Italian architect-designer Marco Zanuso was born in Milan in 1916. After graduating from the Politecnico di Milano in 1939, he taught architecture, design, and town planning from the 1940s onwards. Zanuso opened his own architecture and design studio in Milan in 1945.
In the late 1940s, Zanuso began collaborating with Italian manufacturing company Arflex to create a furniture collection using a newly developed polyurethane foam and elastic tape. Guided by the principle that these new materials would inform the aesthetic result, Zanuso designed a series of pieces for Arflex that became icons of modernist design, including the Lady Armchair (1951)—which won the gold medal at Milan’s IX Triennale—the Sleep-o-matic Sofa (1951), the Martingala Armchair (1952), and the Fourline Armchair (1964).
Between 1957 and 1977, Zanuso maintained a partnership with German industrial designer Richard Sapper (1932-2015). Together they pioneered a new postwar aesthetic known as techno-functionalism, which evolved from a series of radios and televisions they designed.
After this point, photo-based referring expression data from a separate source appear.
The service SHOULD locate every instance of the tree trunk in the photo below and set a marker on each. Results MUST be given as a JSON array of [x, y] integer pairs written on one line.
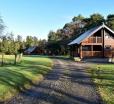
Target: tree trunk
[[2, 63], [15, 62]]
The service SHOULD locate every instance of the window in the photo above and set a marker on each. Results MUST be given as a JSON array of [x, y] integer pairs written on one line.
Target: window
[[107, 47], [86, 48], [97, 48]]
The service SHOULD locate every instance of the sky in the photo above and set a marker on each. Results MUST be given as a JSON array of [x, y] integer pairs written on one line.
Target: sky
[[38, 17]]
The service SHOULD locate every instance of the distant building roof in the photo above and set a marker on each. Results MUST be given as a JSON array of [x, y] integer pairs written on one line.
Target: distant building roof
[[30, 49], [89, 33]]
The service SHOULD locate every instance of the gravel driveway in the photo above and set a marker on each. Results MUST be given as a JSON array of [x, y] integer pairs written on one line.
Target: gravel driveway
[[68, 83]]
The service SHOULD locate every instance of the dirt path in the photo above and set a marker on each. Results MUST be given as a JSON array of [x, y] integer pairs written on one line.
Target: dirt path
[[68, 83]]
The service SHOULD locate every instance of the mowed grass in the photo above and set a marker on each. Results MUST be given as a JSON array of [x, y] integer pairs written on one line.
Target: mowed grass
[[103, 76], [16, 78]]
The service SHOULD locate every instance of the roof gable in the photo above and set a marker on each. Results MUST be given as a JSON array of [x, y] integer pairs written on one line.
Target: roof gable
[[89, 33]]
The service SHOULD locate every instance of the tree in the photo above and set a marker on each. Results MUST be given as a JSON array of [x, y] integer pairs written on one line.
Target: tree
[[110, 21], [35, 41], [52, 36], [2, 26]]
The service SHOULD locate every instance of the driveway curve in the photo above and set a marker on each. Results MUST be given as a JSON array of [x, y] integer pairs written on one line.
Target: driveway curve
[[68, 83]]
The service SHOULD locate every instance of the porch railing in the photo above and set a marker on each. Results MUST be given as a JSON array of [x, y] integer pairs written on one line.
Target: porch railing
[[94, 40]]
Successful designs by the pair include Lambda Chair for Gavina (1959), Doney 14 for Brionvega (1962)—the first fully-transistor television—the Grillo Telephone for Siemens (1966), and a series of mobile housing units for the landmark Italy: The New Domestic Landscape exhibition at MoMA in New York in 1972. Designs in Zanuso’s architectural repertoire include the Olivetti factory buildings in Buenos Aires and São Paulo (1955-57), the IBM factory buildings in Milan (1974), and the Piccolo Theater in Milan (1998).
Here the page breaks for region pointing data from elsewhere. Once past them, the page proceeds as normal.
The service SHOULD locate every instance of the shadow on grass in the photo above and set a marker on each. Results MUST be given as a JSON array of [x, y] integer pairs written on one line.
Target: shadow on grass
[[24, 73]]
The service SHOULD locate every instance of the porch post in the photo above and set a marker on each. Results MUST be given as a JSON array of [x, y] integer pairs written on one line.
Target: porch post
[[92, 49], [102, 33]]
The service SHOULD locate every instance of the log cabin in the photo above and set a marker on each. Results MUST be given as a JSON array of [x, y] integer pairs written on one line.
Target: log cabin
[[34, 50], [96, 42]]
As a designer who was dedicated to optimizing industriali production, Zanuso’s rationalist designs embrace experimental materials that are fully exploited to improve market accessibility. Characterized by bright colors, synthetic materials, and sculptural shapes, his work brought vanguard concepts to mass-produced consumer products. Notably, he also served as editor for both Domus and Casabella magazines. Winner of five Compasso d’Oro prizes between 1956 and 1985, Zanuso’s designs can be found in many permanent collections, including MoMA New York, the Triennale in Milan, and the Arflex Museum in Italy.
Zanuso passed away in Milan in 2001.